A couple days later, Fletcher got a package in the mail with three pairs of “pants” in it: purple, baby blue and hot pink. The bright cloth pants had good Velcro closures and, after mastering the art of threading the tail, these things were great. (Online reviews of the pants suggested using “feminine napkins” as absorbent liners, and that worked swell.) Whenever Fletcher was in the house, she wore her “pants,” so no more piddles on the floor. Oh, sure, there were leaks sometimes, but these pants were easy to toss in the washing machine. To always have spares, we got two more sets of assorted colors (including lime green, lavender, even hotter pink, and black—for formal occasions ☺). Fletcher loved her pants.

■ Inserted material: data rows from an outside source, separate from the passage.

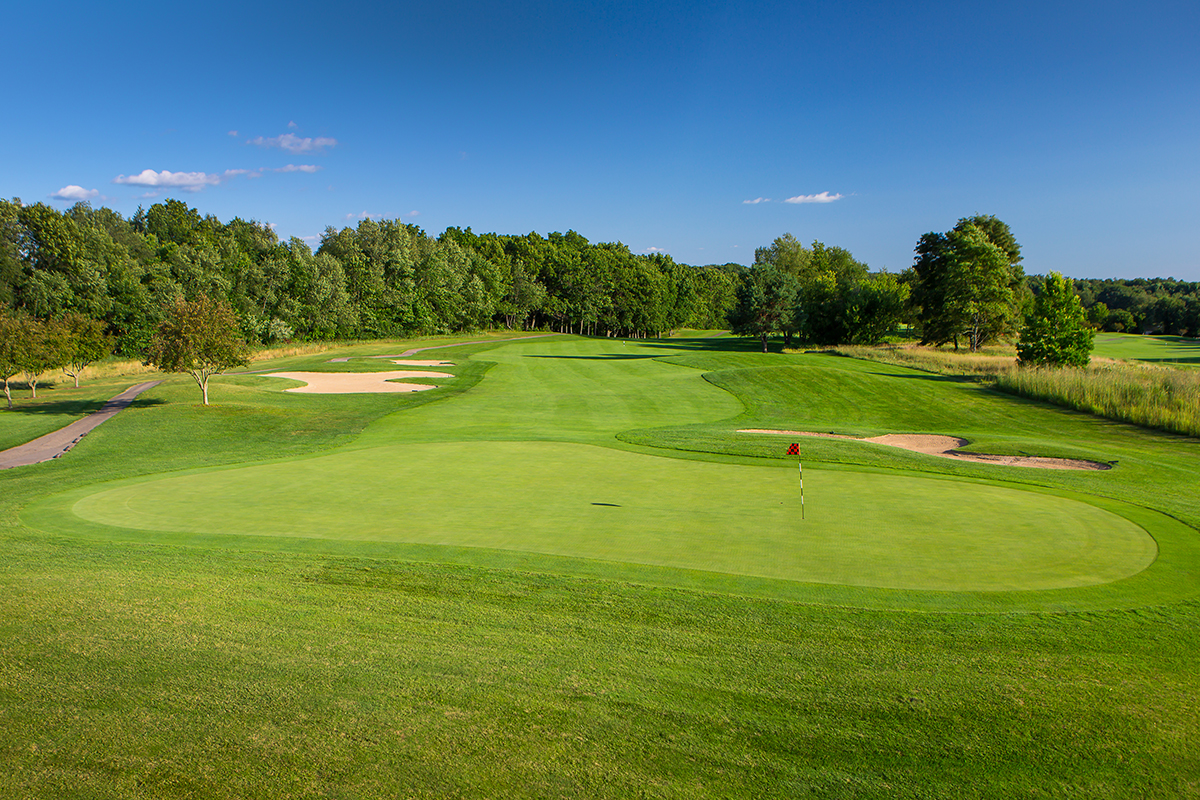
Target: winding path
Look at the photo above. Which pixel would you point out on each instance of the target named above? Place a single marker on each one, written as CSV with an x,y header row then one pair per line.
x,y
59,441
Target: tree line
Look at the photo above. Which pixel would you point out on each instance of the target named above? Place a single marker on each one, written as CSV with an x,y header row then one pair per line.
x,y
61,271
375,280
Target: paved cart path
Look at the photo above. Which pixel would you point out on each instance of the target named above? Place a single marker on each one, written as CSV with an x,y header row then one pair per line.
x,y
59,441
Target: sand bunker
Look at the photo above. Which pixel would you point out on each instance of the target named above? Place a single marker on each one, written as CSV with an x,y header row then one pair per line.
x,y
355,383
947,447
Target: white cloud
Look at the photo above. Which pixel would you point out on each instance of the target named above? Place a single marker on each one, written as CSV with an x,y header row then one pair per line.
x,y
292,143
186,181
73,192
825,197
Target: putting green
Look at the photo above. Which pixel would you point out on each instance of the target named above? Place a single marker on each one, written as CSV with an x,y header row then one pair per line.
x,y
864,529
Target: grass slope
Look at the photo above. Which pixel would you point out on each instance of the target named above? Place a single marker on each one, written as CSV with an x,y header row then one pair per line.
x,y
151,669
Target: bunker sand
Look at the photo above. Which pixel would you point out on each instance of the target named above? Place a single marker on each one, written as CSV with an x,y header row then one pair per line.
x,y
355,383
948,447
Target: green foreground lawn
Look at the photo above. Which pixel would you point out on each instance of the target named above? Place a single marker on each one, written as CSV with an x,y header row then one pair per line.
x,y
421,595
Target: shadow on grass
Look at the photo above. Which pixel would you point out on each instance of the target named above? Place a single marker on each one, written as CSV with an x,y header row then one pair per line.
x,y
928,376
606,356
724,344
72,407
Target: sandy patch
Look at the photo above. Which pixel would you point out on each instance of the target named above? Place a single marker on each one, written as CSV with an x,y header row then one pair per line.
x,y
947,447
355,383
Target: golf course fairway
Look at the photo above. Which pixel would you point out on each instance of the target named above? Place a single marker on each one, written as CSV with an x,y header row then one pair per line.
x,y
528,462
859,528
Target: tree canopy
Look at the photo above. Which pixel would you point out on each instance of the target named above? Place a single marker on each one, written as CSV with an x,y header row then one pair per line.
x,y
1056,332
201,338
967,283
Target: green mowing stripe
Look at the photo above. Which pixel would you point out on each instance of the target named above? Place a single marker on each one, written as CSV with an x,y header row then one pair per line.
x,y
697,524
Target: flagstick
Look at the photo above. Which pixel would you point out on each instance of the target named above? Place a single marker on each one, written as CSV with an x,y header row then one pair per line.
x,y
801,464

While Fletcher loved her pants, I’m sad to say that initially we were a little embarrassed to have a dog that needed pants. But she only wore them in the house, so no one really knew – except that we got so used to her wearing her pants that sometimes someone would forget to take them off of her before we went for a walk or out to get the mail. Of course, as soon as you’d take Fletcher outside she’d have to pee. So here we’d be, headed to the mailbox in bright green pants and she’d drop down to pee and only then would her clueless human notice she was fully arrayed in lime green pants—which were now filled with a VERY wet feminine napkin. The mailbox was about 100 feet from the house, but at times like this it seemed like a mile.
And one morning, we were enjoying breakfast at the kitchen table when something pink flashed by the window. “What was that? Uh oh, where’s Fletcher?” So, even though Fletcher was aging and slowing down, she was still up for a good “catch me if you can run” when she found herself outdoors and unencumbered by a leash. One must admit, however, it is easier to locate an orange dog running amok wearing hot pink pants than, say, just an orange dog running amok.
After a while, Fletcher’s pants were just a part of Fletcher and we came to love them as much as Fletcher did. She really seemed more at ease with them on. They kept us from getting frustrated with her incontinence and allowed her to live her remaining years comfortably and colorfully.
After we lost our sweet Fletcher, we took a just-opened bag of dog food, a large crate and some other items to the local animal shelter. We’d thrown in her colorful pairs of pants and asked if the shelter would have a use for them. The lady just lit up. She said they got a lot of older dogs in the shelter and they would LOVE to have Fletcher’s pants.